If I understand your question correctly, I've seen this idea in many papers, sometimes stated clearly and sometimes in more implicit terms. After a quick look I found a paper which should be relevant as a starting point for you: Mayor et al. 2007. Spectrum of selection: new approaches to detecting the scale-dependent response to habitat. Ecology 88(7).
In my mind, there are two questions here. First, to what extent will low population size in sub-optimal environments (leading to a smaller sample to work with) lead to more uncertain inferences of preferred habitat/substrate; basically saying that noise might swamp signal in sub-optimal environments. Second, to detect selection for a particular habitat/substrate, you must sample a wide enough range of environments so that you capture both preferred and unpreferred habitats and transitions between them. In the paper I linked to this issue is touched upon in the discussion:
Second, evidence of habitat selection depends on the scale of analysis. To understand scale dependence, investigations must encompass a spatial scope sufficiently wide to uncover scale domains of selection and the thresholds or transitions between them. In both cases, spatial scale is the empowering principle, and scaling continua are the means of application.

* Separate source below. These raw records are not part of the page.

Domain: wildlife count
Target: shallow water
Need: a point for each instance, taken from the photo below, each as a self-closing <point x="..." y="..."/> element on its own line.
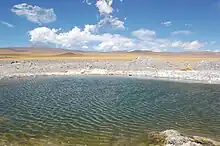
<point x="103" y="110"/>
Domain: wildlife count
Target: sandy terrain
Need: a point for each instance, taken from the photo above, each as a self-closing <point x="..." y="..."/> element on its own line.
<point x="198" y="66"/>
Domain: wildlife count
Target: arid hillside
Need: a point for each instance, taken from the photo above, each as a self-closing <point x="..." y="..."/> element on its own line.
<point x="46" y="53"/>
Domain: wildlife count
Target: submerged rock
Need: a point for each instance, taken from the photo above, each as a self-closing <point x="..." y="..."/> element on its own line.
<point x="174" y="138"/>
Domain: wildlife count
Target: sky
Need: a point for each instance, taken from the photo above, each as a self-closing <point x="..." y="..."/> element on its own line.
<point x="112" y="25"/>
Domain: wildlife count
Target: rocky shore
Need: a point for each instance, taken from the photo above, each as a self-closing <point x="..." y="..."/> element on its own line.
<point x="202" y="71"/>
<point x="174" y="138"/>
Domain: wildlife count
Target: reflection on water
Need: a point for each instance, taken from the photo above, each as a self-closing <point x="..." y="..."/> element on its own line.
<point x="103" y="110"/>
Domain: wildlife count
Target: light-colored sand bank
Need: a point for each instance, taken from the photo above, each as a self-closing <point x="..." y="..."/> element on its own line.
<point x="147" y="67"/>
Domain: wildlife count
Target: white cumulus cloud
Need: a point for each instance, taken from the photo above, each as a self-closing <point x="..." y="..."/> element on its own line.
<point x="104" y="6"/>
<point x="88" y="38"/>
<point x="7" y="24"/>
<point x="144" y="34"/>
<point x="34" y="14"/>
<point x="77" y="37"/>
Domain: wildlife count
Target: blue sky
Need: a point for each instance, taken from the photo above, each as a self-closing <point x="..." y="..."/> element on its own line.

I've seen similar ideas as this show up in papers on habitat choice in birds living in agricultural landscapes as well, where some species are often found in rather poor environments (because these environments are common). Looking at habitat preferences only in these environments might then give a misleading view, since individual choices are constrained. Also relevant, even if not mentioned in your question, is the concept of maladaptive habitat selection (sometimes called ecological traps), where you can have situations where species use environmental cues that used to indicate high fitness habitats, but might now result in maladaptive choices, see e.g. Pärt el al. (2007). However, in this case you will still have a clear preference/selection (as in your high variability environment), the problem being that the organism is selecting suboptimal habitats from a fitness perspective.